Houston artists went bobbing for apples in tubs of wet plaster. If you like loopy performance art, it doesn't get any sillier.
The artists dunked their heads in a creamy clay mixture called "slip." As the clay warmed and dried, the objective was to experience the thrill of a ceramic piece baking in a kiln. But as Jay Leno says, "Where's the joke?"
Art strives to promote response: laughter, fear, embarrassment or thoughtful-ness. Admittedly, “What the F?” qualifies as a response, and at least WTF? is better than silence or a shrug. But the problem with art that relies on the WTF? factor is this: in the final analysis it panders to the lowest common denominator.
As a genre, performance art is heavily invested in WTF?.
Andy Warhol made a film titled “Sleep.” Yes, an 8-hour film of a sleeping man. Warhol, concerned that sleep was becoming obsolete, decided the film would make an important statement. And it did. If his objective was to lull his audience into deep sleep, he succeeded. Like shooting fish in a barrel. WTF?
Art – whether painting, music, comedy, dance or writing – uses a variety of devices to pull off its magic: color, shape, texture, timing, rhythm and pacing.

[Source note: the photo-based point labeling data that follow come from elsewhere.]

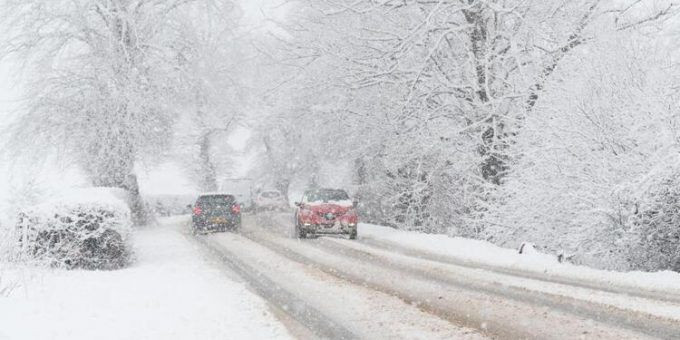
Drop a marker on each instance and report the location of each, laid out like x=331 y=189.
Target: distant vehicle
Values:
x=269 y=200
x=326 y=211
x=241 y=188
x=216 y=212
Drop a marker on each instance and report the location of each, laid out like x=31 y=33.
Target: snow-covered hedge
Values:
x=87 y=228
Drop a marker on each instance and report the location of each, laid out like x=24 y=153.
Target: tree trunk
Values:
x=207 y=173
x=140 y=215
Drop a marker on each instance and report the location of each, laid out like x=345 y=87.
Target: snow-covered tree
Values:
x=106 y=81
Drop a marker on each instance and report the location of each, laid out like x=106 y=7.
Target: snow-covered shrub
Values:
x=653 y=241
x=579 y=156
x=87 y=229
x=168 y=205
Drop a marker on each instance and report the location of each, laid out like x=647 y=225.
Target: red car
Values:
x=326 y=211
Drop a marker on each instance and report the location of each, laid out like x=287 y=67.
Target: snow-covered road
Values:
x=262 y=283
x=171 y=292
x=368 y=291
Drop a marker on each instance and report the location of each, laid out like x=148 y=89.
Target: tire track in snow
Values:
x=308 y=316
x=497 y=316
x=652 y=325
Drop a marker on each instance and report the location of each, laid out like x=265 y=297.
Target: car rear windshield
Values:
x=327 y=195
x=270 y=194
x=215 y=200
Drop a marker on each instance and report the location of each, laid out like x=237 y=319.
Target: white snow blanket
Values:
x=170 y=292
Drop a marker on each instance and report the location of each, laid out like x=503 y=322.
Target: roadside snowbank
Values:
x=484 y=253
x=171 y=292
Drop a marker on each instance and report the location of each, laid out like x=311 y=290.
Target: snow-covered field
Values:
x=171 y=292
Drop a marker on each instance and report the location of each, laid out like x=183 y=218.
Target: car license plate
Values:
x=218 y=220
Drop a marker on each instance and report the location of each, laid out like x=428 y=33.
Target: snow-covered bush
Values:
x=168 y=205
x=585 y=158
x=653 y=242
x=86 y=229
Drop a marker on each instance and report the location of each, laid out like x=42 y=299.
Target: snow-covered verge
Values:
x=485 y=253
x=170 y=292
x=81 y=228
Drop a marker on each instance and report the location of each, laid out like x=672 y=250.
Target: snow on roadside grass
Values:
x=171 y=292
x=485 y=253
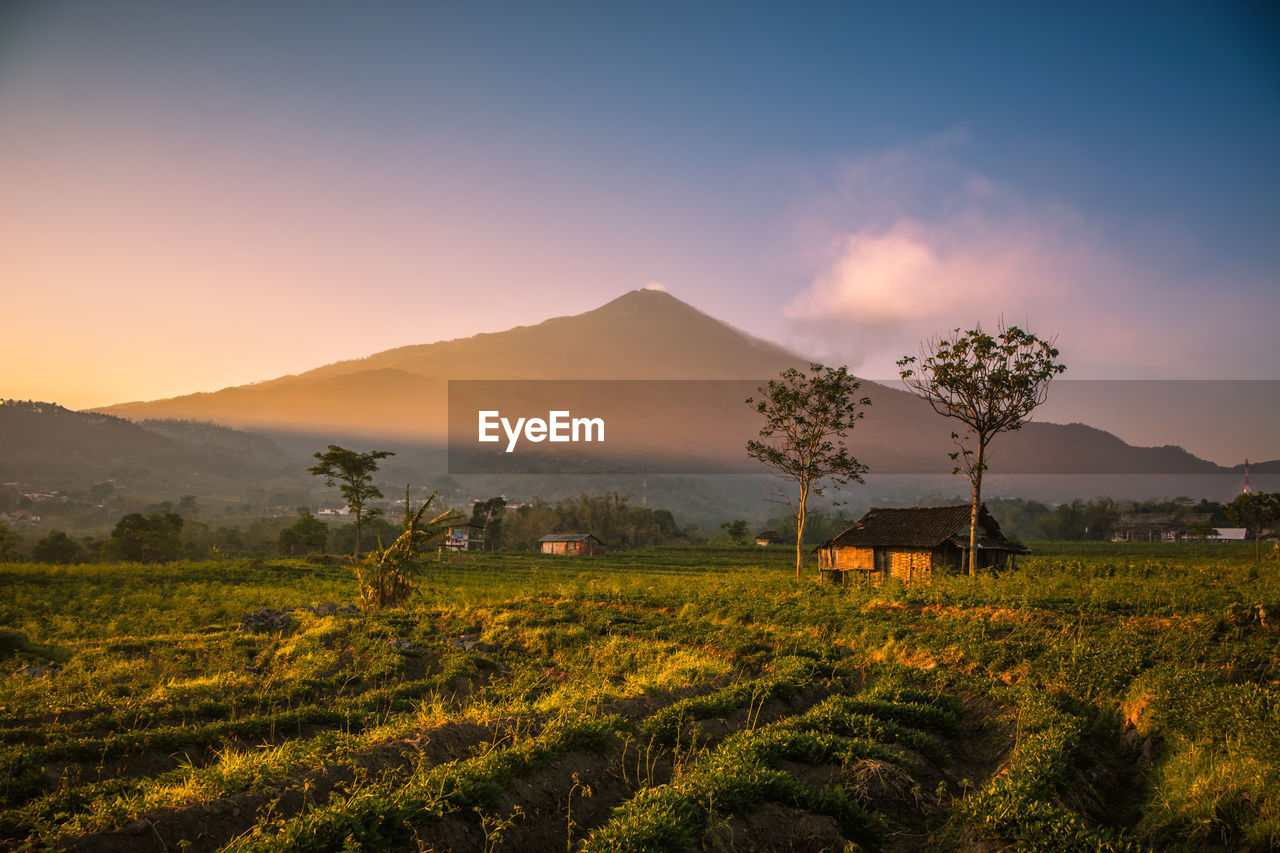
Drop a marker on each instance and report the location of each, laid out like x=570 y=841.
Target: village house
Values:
x=580 y=544
x=1157 y=527
x=465 y=537
x=910 y=543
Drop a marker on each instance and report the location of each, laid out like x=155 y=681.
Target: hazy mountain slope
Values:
x=51 y=446
x=402 y=392
x=644 y=334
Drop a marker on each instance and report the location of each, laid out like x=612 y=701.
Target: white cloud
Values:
x=908 y=245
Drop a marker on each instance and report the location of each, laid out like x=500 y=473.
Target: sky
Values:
x=204 y=195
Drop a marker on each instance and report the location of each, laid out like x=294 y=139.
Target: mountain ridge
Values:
x=401 y=393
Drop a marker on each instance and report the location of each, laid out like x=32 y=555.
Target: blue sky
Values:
x=252 y=190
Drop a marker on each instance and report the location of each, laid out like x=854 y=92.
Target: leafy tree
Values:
x=488 y=516
x=1198 y=532
x=353 y=474
x=735 y=530
x=305 y=536
x=146 y=538
x=56 y=547
x=1255 y=510
x=385 y=576
x=807 y=419
x=988 y=383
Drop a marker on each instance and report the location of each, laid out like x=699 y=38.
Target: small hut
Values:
x=579 y=544
x=910 y=543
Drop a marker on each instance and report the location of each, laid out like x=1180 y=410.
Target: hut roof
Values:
x=920 y=527
x=568 y=537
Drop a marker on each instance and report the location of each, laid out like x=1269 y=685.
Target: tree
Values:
x=1255 y=510
x=305 y=536
x=56 y=547
x=735 y=530
x=146 y=538
x=1198 y=532
x=488 y=516
x=385 y=576
x=8 y=542
x=988 y=383
x=807 y=419
x=353 y=474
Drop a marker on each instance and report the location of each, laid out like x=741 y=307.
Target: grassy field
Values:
x=1101 y=697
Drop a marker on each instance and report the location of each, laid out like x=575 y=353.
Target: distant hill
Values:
x=401 y=395
x=53 y=446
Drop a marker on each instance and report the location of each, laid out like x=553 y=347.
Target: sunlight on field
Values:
x=1102 y=697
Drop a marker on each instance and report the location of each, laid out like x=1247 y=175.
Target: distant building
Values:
x=912 y=543
x=579 y=544
x=465 y=537
x=1157 y=527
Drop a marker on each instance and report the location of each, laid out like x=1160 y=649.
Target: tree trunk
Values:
x=977 y=501
x=800 y=516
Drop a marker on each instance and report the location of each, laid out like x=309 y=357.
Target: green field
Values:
x=1101 y=697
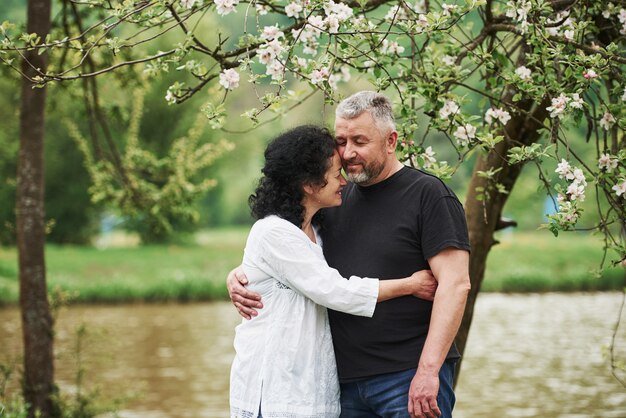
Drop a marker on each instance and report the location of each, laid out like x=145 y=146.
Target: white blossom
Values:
x=429 y=157
x=229 y=79
x=448 y=60
x=607 y=162
x=607 y=121
x=170 y=97
x=272 y=32
x=499 y=114
x=188 y=4
x=315 y=25
x=523 y=73
x=449 y=108
x=276 y=69
x=225 y=7
x=448 y=8
x=579 y=176
x=397 y=13
x=332 y=23
x=620 y=188
x=590 y=74
x=318 y=76
x=558 y=106
x=576 y=191
x=341 y=11
x=391 y=47
x=293 y=9
x=464 y=133
x=564 y=170
x=262 y=9
x=420 y=6
x=576 y=101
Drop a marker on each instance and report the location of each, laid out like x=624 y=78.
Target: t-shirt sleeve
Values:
x=443 y=224
x=297 y=265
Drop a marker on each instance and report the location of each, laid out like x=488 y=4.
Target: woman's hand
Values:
x=423 y=284
x=244 y=300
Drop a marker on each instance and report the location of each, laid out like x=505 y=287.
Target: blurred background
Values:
x=542 y=330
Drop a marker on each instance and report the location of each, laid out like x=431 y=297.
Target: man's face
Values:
x=362 y=148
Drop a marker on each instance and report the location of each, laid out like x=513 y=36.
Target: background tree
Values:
x=38 y=385
x=492 y=83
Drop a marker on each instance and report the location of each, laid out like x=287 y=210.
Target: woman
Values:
x=284 y=364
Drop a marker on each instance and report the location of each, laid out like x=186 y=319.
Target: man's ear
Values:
x=392 y=141
x=308 y=189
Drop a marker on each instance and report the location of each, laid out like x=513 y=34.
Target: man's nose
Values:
x=348 y=152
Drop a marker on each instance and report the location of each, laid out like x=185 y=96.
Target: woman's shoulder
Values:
x=274 y=227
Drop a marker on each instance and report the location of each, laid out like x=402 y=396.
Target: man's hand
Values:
x=423 y=395
x=424 y=285
x=244 y=300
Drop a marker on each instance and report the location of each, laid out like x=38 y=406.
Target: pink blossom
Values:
x=229 y=79
x=620 y=188
x=590 y=74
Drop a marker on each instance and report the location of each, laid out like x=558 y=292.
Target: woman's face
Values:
x=330 y=194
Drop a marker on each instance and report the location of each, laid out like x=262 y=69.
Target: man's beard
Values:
x=368 y=172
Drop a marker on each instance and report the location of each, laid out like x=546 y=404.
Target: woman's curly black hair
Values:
x=297 y=157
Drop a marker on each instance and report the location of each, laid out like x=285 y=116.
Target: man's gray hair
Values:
x=378 y=105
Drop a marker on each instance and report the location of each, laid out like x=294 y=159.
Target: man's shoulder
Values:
x=273 y=225
x=427 y=183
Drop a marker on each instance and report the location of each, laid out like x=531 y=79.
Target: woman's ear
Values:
x=308 y=189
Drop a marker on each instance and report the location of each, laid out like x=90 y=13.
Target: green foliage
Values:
x=155 y=190
x=522 y=262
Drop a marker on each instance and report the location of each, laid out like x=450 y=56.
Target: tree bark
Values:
x=37 y=323
x=483 y=215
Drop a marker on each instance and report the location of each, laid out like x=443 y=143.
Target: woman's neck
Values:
x=307 y=225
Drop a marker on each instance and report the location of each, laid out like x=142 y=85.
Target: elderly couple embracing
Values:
x=351 y=291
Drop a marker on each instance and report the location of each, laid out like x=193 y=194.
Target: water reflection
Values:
x=527 y=356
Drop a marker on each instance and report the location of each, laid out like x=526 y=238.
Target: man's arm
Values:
x=451 y=269
x=245 y=301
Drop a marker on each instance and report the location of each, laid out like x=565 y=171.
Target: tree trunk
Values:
x=37 y=324
x=483 y=215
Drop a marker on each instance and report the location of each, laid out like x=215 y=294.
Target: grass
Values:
x=522 y=262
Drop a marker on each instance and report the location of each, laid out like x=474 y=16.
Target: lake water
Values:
x=527 y=356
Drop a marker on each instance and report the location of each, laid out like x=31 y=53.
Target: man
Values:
x=393 y=220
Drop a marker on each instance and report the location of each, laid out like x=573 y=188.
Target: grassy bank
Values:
x=522 y=262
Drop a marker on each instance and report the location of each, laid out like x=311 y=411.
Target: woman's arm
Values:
x=421 y=284
x=289 y=255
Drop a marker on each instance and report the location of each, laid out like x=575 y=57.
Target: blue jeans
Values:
x=386 y=395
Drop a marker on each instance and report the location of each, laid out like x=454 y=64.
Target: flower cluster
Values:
x=449 y=108
x=225 y=7
x=562 y=103
x=229 y=79
x=464 y=134
x=576 y=189
x=497 y=114
x=523 y=73
x=607 y=163
x=429 y=157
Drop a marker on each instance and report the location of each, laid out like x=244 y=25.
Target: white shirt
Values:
x=284 y=358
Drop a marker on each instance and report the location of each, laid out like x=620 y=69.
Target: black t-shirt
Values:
x=389 y=230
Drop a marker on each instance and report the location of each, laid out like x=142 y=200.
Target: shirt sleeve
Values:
x=443 y=225
x=298 y=266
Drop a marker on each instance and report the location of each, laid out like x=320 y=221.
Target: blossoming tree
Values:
x=509 y=82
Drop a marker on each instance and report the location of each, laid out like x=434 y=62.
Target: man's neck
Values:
x=390 y=169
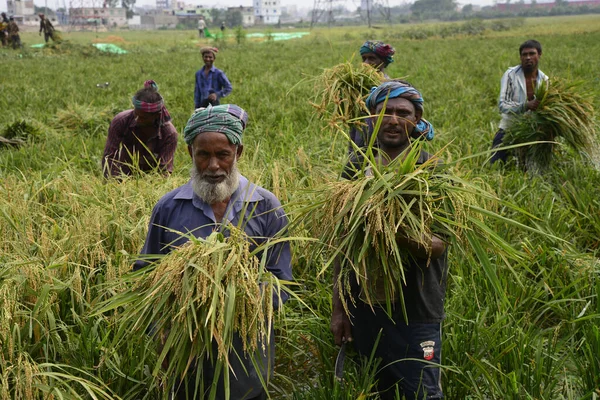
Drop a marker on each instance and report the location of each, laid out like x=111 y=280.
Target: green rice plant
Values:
x=199 y=295
x=565 y=113
x=28 y=380
x=342 y=91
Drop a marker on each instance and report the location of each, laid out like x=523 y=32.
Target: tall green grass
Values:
x=515 y=328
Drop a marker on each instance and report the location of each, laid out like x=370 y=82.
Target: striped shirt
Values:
x=124 y=147
x=513 y=93
x=215 y=82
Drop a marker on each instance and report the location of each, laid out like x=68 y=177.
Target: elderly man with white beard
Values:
x=218 y=195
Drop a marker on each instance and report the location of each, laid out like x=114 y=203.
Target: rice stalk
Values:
x=565 y=114
x=201 y=294
x=342 y=91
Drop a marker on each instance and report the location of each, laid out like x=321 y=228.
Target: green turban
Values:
x=227 y=119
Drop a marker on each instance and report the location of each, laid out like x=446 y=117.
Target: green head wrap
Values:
x=227 y=119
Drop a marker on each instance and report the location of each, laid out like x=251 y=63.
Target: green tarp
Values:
x=109 y=48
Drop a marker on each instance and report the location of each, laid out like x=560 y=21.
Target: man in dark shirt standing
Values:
x=13 y=33
x=46 y=27
x=143 y=138
x=211 y=83
x=402 y=345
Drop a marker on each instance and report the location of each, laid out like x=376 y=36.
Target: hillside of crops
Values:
x=522 y=323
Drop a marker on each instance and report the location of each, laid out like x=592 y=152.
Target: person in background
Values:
x=141 y=139
x=46 y=27
x=13 y=33
x=211 y=83
x=410 y=351
x=378 y=55
x=517 y=92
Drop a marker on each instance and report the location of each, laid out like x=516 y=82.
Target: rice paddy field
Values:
x=520 y=327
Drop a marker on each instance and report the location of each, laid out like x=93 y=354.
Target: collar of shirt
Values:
x=245 y=193
x=132 y=124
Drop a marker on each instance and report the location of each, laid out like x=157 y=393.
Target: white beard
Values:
x=213 y=193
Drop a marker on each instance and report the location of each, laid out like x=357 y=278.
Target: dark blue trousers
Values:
x=407 y=352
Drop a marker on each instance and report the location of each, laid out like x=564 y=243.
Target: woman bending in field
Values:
x=211 y=83
x=142 y=139
x=378 y=55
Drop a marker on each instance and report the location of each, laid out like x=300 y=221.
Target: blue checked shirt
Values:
x=215 y=82
x=513 y=93
x=256 y=209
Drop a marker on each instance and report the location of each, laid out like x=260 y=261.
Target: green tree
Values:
x=432 y=7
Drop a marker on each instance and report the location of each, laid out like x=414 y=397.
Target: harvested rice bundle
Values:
x=342 y=90
x=565 y=113
x=363 y=218
x=200 y=294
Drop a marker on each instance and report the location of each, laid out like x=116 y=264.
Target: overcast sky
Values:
x=351 y=4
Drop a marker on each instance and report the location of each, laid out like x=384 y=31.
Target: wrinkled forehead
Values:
x=529 y=50
x=396 y=104
x=213 y=141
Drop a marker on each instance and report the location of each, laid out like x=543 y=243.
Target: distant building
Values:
x=247 y=15
x=110 y=16
x=191 y=11
x=158 y=21
x=163 y=4
x=267 y=11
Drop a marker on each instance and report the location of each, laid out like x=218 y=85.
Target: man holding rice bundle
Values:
x=217 y=195
x=517 y=92
x=211 y=83
x=143 y=138
x=409 y=351
x=378 y=55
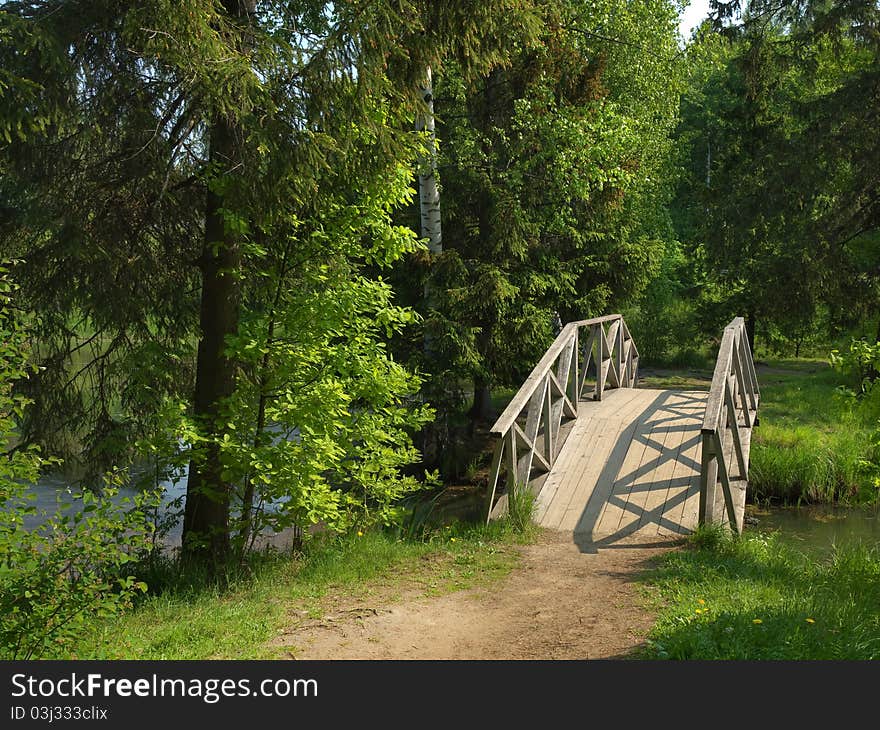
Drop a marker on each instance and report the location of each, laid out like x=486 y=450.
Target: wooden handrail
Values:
x=528 y=430
x=732 y=405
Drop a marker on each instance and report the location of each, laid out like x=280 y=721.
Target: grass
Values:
x=187 y=618
x=812 y=445
x=757 y=598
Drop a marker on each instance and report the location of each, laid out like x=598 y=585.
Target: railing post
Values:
x=573 y=380
x=708 y=477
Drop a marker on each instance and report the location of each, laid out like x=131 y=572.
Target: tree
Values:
x=552 y=166
x=203 y=228
x=787 y=207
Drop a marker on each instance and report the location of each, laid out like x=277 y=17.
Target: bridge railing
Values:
x=732 y=406
x=528 y=433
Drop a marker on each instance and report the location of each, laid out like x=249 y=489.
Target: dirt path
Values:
x=559 y=603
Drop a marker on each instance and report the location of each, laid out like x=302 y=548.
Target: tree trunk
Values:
x=429 y=193
x=481 y=411
x=205 y=536
x=750 y=331
x=206 y=516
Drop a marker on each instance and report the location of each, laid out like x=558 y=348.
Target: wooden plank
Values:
x=715 y=401
x=682 y=504
x=588 y=357
x=734 y=432
x=725 y=481
x=588 y=522
x=613 y=512
x=585 y=485
x=611 y=340
x=494 y=471
x=533 y=381
x=643 y=481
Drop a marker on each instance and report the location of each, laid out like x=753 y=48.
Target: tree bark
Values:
x=750 y=331
x=206 y=536
x=481 y=411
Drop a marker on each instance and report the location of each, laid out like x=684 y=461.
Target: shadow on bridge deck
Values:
x=629 y=471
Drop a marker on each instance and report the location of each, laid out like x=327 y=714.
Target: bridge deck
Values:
x=630 y=466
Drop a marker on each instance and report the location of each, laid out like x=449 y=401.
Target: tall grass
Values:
x=757 y=598
x=812 y=444
x=186 y=615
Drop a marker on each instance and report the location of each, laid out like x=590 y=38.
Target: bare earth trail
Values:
x=558 y=603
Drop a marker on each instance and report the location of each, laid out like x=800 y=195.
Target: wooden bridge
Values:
x=608 y=459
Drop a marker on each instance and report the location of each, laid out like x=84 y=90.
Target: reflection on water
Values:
x=820 y=527
x=54 y=492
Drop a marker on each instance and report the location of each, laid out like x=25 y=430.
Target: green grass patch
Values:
x=812 y=445
x=756 y=597
x=189 y=618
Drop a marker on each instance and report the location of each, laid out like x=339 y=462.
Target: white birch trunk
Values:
x=429 y=193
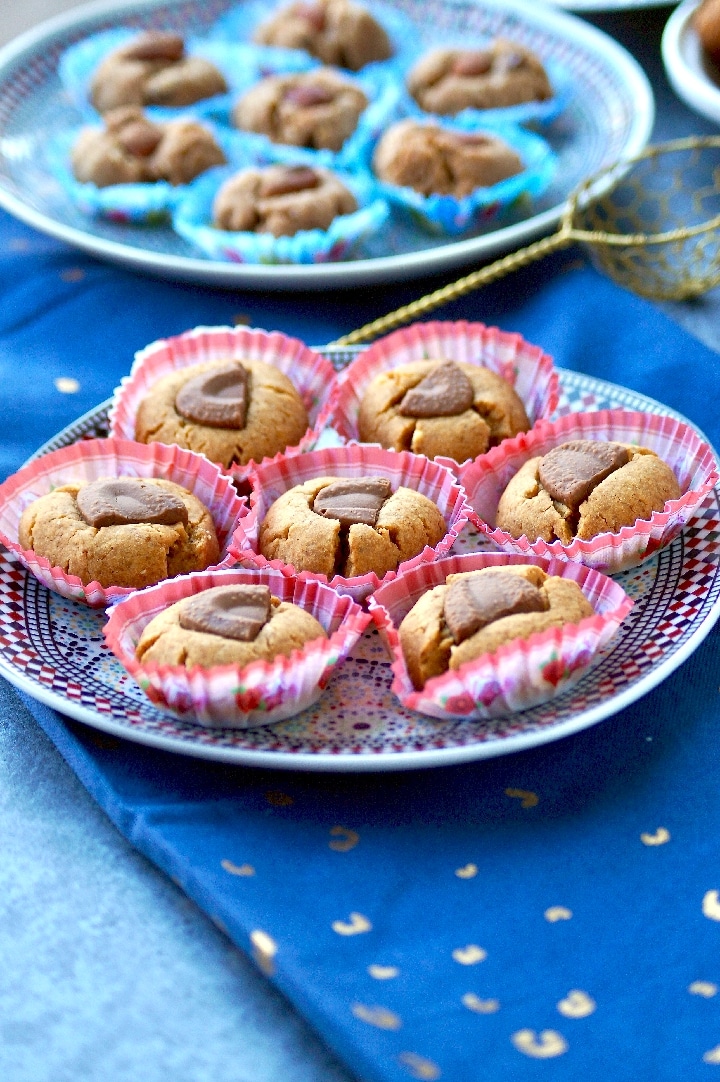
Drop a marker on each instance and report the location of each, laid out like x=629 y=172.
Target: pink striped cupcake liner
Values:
x=274 y=477
x=518 y=675
x=312 y=374
x=678 y=444
x=91 y=459
x=238 y=697
x=525 y=367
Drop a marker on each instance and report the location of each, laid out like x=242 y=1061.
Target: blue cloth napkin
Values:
x=459 y=923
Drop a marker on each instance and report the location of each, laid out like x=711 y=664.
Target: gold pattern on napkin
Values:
x=542 y=1045
x=659 y=838
x=526 y=799
x=577 y=1004
x=473 y=1002
x=354 y=926
x=377 y=1016
x=345 y=840
x=470 y=954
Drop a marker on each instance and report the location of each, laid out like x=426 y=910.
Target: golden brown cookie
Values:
x=132 y=149
x=154 y=69
x=122 y=531
x=232 y=411
x=440 y=407
x=475 y=612
x=282 y=200
x=349 y=526
x=337 y=31
x=448 y=80
x=583 y=488
x=435 y=160
x=317 y=109
x=231 y=624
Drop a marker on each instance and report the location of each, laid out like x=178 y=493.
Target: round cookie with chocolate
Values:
x=336 y=31
x=349 y=526
x=230 y=624
x=475 y=612
x=318 y=109
x=132 y=149
x=583 y=488
x=154 y=69
x=435 y=160
x=505 y=73
x=282 y=200
x=121 y=531
x=232 y=411
x=440 y=407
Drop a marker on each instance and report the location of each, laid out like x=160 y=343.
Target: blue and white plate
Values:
x=610 y=116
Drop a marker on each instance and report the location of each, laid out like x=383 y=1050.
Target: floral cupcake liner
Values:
x=147 y=203
x=193 y=221
x=92 y=459
x=525 y=367
x=520 y=674
x=311 y=373
x=274 y=477
x=238 y=697
x=691 y=459
x=445 y=214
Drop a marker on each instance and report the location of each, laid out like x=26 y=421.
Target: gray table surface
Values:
x=107 y=972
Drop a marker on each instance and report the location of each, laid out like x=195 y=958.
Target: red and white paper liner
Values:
x=234 y=696
x=91 y=459
x=691 y=459
x=525 y=367
x=274 y=477
x=311 y=373
x=520 y=674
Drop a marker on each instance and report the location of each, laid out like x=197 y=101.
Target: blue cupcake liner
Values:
x=193 y=215
x=445 y=214
x=128 y=203
x=239 y=23
x=240 y=64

And when these are seasoned with measured amounts of irony or contradiction, a work emerges that engages on many levels.
For an art project, I recall a classmate lay inside a coffin to experience death and burial. In his critique, our instructor noted with a straight face the project could have been more compelling if my friend "put a little more life” into it. My friend retorted he couldn't do that, because life was at cross-purposes to death.